Fiction as Millennial Cultural Critique: Two Debut Authors in Conversation

Abigail Savitch-Lew and Daniel Pope

Cover of two books: LIvonia Chow Mein and Go Help Yourseld

Please join us as we unravel the themes connecting these two very different novels. Includes wine reception, audience Q&A, and signings.

A double-debut event, featuring Daniel Pope and Abigail Savitch-Lew who will share the spotlight for a book talk exploring millenial angst, fiction as cultural and political critique, and craft strategy.

In the vein of Happiness Falls and Family Lore, Livonia Chow Mein tells a gripping story of family history and political upheaval centered around a Chinese family-owned restaurant in Brownsville, Brooklyn and its impact on the neighborhood’s Jewish and Black residents over the course of a century. Opening, as James McBride (The Heaven & Earth Grocery Store) writes, “doors to a Brooklyn world that most of us will never see.

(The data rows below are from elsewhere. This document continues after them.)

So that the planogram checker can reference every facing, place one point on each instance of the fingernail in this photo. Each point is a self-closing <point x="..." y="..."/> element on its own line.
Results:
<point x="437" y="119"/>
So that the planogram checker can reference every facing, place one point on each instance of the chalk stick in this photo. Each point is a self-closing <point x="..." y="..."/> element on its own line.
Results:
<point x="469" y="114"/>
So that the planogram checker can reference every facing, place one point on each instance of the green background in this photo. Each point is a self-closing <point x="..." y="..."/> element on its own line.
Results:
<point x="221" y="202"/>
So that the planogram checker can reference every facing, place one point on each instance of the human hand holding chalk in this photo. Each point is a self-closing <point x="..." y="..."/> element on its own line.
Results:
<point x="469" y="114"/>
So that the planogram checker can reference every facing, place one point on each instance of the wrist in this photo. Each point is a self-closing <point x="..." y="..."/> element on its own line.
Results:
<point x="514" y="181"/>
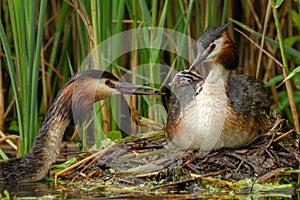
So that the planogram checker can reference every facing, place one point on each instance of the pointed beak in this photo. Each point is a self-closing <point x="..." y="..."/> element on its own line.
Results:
<point x="128" y="88"/>
<point x="201" y="57"/>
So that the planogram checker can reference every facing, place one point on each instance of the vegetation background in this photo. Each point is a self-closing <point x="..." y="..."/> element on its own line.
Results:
<point x="44" y="42"/>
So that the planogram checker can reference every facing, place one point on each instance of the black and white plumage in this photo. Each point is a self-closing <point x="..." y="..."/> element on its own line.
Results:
<point x="229" y="111"/>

She reveals the convergence of cultures that is the real New York to life with flair and grace that make this an utterly enjoyable read.”

In Go Help Yourself we meet Corbin Moore, a twenty-something lapsed writer whose job at a struggling, off-brand spiritualist bookshop in Seattle meshes well with his regimen of smoking cannabis, binge eating, and doom-watching the news. That rut is interrupted by the return of his overbearing mother, Geraldine, a famous self-help guru looking for a guinea pig. Add in the daily deluge of Corbin’s deep-seated insecurities and body dysmorphia, the prospect of reunion with still beloved ex-girlfriend, and nonstop harassment by a murder of near-murderous crows, and you get a person most in need of help—but from whom, and how?

Praise for Livonia Chow Mein

"First-time novelist Savitch-Lew is on a mission in this ardently researched,many-faceted neighborhood saga of immigration, race, desperation, and aspiration...forthright, illuminating, and provocative."— Booklist (starred review)

"This is an indelible story of Brooklyn and the recurring tug-of-war between residents and new arrivals over the right to call the borough home. It’s a tour de force."— Publishers Weekly (starred review)

"Savitch-Lew shows prodigious narrative gifts in this debut novel…A vivid, savory blend of family saga, cultural history, and detective story, rich with urban life and lore."— Kirkus (starred review)

"Abigail Savitch-Lew opens up doors to a Brooklyn world that most of us will never see. She reveals the convergence of cultures that is the real New York to life with flair and grace that make this an utterly enjoyable read."— James McBride, New York Times Bestselling Author of The Heaven & Earth Grocery Store

"Livonia Chow Mein is a true New York story, a vivid, empathetic portrait of a Brooklyn neighborhood told through four generations of one family. Abigail Savitch-Lew is a generous and gifted storyteller."— Lisa Ko, author of Memory Piece and The Leavers

Photo of Abigail Savitch-Lew

Abigail Savitch-Lew

is a writer of fiction and nonfiction and an American of Jewish and Chinese (Ashkenazi and Toisanese) descent. She has a BA in literary arts from Brown University and an MFA in fiction from Rutgers University-Newark. Her short stories have been published in The Round, Post Road, The Best Teen Writing of 2010, and The Apprentice Writer. Previously, she was a staff reporter for City Limits, an Asian American Writers’ Workshop Margins Fellow, and an adjunct professor of creative writing at Rutgers. She lives in Brooklyn with her husband, the artist Emmanuel Knight, her sister-in-law, and their cat.

photo of Daniel Pope

Daniel Pope

is a writer and musician from Seattle. His debut novel Go Help Yourself is the winner of the University of New Orleans Press Publishing Lab Prize. His work has appeared in Narrative Magazine, Bellevue Literary Review, Gulf Coast Journal, and elsewhere. He currently lives in the UK, where he is a doctoral candidate at the University of Manchester's Centre for New Writing.